Мы были бессильны, как евнухи в гареме.
Еще немного, и мы открылись бы и повинились перед Петровой – так она нас достала своим энтузиазмом и вопросами!
И вдруг – о чудо! – выход нашелся сам собой.
Помог случай…
Возвращались мы со съемок всегда на катере – в Артиллерийскую бухту или на Графскую пристань. Но прежде чем отправиться в свою гостиницу «Крым», мы с Прокопычем каждый раз заходили в «кулинарию». Брали там пару готовых цыплят, кусок ветчины, упаковку холодца, батон хлеба, зелень, хрен, горчицу, майонез, прикупали в соседнем магазине пару флаконов водки – и вечером все это уничтожали у себя в номере.
– И без ужина ложились спать, – любил повторять Прокопыч, рассказывая потом про нашу Севастопольскую эпопею.
– Потому что мы никогда не ходили с киногруппой, – добавлял я, – в ресторан на ужин!
А в тот примечательный раз мы уж очень крепко откушали!
И то сказать: полтора литра водки с прицепом из пива осушили за вечер на двоих! При этом курили так, что едва не спалили сами себя и свой номер, стряхивая сигаретный пепел на неудачные огнеопасные салфетки.
Огонь мы затушили, распахнули окно, чтобы проветрить, и вышли в коридор подышать свежим воздухом. А навстречу нам – кто б вы думали? – Петрова!
Я предусмотрительно захлопнул дверь в наш номер.
– Откуда вы такие? – остановилась она и принюхалась, – И почему вы не там?
Петрова многозначительно кивнула в конец коридора, на темное ночное окно.
– Мы уже вернулись, – произнес Прокопыч, вытирая слезящиеся от дыма глаза.
– Так быстро? – удивилась Петрова.
– Чуть не погибли, – объяснил я.
– Могли сгореть, но спаслись, – добавил Прокопыч.
– Ямайский ром подкачал… – начал было я, но Прокопыч меня перебил.

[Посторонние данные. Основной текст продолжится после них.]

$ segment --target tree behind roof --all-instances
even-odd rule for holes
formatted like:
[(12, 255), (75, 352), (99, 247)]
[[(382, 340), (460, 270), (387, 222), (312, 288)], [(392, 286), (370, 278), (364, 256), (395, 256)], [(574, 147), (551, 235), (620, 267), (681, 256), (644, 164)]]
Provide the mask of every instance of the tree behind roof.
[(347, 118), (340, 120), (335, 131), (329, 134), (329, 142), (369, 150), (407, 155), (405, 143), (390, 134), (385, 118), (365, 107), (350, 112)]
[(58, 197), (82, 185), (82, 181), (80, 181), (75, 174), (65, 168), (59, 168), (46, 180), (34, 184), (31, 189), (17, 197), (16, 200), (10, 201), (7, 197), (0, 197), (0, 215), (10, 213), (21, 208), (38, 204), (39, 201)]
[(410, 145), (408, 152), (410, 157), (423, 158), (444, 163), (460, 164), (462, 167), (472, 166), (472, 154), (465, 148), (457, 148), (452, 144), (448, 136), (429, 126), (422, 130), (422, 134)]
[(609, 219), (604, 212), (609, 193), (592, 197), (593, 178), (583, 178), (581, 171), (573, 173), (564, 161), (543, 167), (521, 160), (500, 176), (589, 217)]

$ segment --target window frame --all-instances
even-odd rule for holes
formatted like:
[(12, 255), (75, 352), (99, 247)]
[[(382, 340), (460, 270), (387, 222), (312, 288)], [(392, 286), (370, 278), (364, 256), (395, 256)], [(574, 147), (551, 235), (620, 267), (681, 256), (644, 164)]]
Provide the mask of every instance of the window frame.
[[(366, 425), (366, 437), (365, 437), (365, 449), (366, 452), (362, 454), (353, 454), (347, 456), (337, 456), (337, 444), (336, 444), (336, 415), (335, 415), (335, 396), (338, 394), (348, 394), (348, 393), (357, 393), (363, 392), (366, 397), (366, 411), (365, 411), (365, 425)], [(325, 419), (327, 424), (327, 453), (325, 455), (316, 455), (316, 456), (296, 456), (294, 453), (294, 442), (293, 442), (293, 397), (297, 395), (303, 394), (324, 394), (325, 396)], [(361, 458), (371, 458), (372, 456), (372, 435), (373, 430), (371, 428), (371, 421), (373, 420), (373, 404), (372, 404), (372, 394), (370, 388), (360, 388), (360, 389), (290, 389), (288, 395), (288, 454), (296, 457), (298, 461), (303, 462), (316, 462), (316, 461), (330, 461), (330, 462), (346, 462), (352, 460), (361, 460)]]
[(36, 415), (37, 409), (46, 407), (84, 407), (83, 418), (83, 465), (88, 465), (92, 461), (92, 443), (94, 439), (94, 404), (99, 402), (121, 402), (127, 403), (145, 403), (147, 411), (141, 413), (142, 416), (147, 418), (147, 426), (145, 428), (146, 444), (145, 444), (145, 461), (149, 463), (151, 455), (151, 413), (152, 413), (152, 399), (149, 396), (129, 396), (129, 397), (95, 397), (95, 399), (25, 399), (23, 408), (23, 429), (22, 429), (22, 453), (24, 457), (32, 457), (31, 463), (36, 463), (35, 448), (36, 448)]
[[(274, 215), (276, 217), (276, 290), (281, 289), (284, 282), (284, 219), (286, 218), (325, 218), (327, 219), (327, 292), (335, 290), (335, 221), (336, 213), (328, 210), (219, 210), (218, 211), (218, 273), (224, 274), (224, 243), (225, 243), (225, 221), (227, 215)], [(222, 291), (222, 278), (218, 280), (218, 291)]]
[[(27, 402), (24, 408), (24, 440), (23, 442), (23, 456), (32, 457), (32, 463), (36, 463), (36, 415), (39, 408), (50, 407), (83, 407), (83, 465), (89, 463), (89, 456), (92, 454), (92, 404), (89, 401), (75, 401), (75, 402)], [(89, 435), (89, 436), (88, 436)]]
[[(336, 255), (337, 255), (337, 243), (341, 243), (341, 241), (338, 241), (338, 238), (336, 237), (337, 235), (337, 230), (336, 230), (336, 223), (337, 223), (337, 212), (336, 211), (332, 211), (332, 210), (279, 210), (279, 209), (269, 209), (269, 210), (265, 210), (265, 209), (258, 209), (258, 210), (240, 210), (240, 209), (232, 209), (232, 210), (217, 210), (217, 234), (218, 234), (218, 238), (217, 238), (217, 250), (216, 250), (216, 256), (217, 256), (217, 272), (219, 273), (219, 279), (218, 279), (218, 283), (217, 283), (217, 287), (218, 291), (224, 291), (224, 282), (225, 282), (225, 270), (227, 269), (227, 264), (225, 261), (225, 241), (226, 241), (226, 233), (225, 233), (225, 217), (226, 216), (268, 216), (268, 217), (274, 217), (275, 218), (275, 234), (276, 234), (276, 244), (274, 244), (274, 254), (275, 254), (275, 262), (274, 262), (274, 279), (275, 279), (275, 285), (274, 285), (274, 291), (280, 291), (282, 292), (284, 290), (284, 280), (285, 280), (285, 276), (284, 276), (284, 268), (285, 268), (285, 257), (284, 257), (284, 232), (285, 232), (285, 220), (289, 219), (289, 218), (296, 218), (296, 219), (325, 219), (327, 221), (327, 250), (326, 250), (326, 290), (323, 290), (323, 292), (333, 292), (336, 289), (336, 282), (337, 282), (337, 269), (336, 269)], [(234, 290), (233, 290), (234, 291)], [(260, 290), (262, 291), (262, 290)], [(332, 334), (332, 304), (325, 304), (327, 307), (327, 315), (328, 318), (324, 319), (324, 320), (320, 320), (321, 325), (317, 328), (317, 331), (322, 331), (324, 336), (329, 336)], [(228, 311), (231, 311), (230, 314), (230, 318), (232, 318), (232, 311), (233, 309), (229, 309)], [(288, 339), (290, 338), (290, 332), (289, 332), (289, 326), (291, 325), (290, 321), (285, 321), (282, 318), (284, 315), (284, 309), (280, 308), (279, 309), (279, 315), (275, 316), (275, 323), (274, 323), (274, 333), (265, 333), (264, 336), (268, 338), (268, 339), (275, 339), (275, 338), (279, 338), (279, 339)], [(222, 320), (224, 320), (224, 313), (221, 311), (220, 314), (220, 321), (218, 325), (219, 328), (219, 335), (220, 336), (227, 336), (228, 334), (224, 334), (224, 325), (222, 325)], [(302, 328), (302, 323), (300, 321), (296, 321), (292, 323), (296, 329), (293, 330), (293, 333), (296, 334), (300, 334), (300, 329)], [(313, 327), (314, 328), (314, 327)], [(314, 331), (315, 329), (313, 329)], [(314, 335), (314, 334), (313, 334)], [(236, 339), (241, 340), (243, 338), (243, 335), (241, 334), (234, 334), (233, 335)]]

– Ром тут ни при чем! – строгим голосом заявил он. – Не надо было жженкой плескаться из кружек. Не хочешь пить – поставь! Зачем на занавески лить?
– Что вы такое говорите, Николай Прокопьевич? – произнесла Петрова.
– Петрова! Ты что, Пушкина не читала? – удивился я сообразительности Прокопыча. – Жженка – это огненный пунш! Горящий и огнеопасный!
– И что? – тихо спросила Петрова, предчувствуя нехорошее.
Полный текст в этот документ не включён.